Personal information
- Full name: James Low
- Date of birth: 9 March 1894
- Place of birth: Kilbirnie, Scotland
- Date of death: 5 March 1960 (aged 65)
- Place of death: Elgin, Scotland
- Height: 5 ft 6+1⁄2 in (1.69 m)
- Position: Outside forward

Senior career*
- Years: Team / Apps / (Gls)
- Elgin City
- –1912: Edinburgh University
- 1912–1919: Hearts / 95 / (22)
- 1920: Elgin City
- 1920–1921: Rangers / 4 / (0)
- 1921–1928: Newcastle United / 108 / (8)

International career
- 1914: Scottish Football League XI / 2 / (0)

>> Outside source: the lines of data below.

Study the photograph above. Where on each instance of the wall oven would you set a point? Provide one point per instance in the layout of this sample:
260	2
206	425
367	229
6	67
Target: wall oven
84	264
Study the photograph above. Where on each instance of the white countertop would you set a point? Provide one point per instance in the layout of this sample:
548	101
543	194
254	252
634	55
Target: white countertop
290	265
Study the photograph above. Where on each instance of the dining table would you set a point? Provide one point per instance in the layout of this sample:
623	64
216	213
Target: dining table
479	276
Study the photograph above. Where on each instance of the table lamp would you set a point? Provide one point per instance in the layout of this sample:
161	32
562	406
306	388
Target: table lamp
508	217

= James Low (footballer, born 1894) =

Scottish footballer

James Low (9 March 1894 – 5 March 1960) was a Scottish footballer who played as an outside right (winger).

==Early life==
Low was born in Ayrshire and raised in Elgin.

==Early playing career==
He began his career at local club Elgin City where he garnered the nicknames, 'Jamie' or 'Jimmy', then moved south to study agriculture at the University of Edinburgh, where he was playing for their football team when scouted by Heart of Midlothian.

Low broke into the strong Hearts first team as a teenager and also represented the Scottish League twice in 1914.

==First world war service==
In November 1914 he was one of the contingent from the club who enlisted to fight in World War I in McCrae's Battalion. Due to his university education he was coveted by specialist units, and became a 2nd Lieutenant in the 6th Battalion of the Seaforth Highlanders. In 1917 he was wounded in action, sustaining a head injury. At the end of the war he returned to Hearts.

==Later playing career==
Low in total played in a dozen matches, until his war injury affected his play and he was released on a free transfer.

Low returned home to play for Elgin City, however his condition improved and in March 1920 he was signed by Rangers following a successful trial. He was backup to the established Sandy Archibald at Ibrox Park and featured in only a handful of matches before transferring to Newcastle United in October 1921.

Low remained at Newcastle for seven years and played regularly, making 123 league and cup appearances. He was an FA Cup winner with the Magpies in 1924.

After retiring in 1930 he returned to Elgin to run his family business manufacturing fishing nets. He died in 1960, days before his 66th birthday.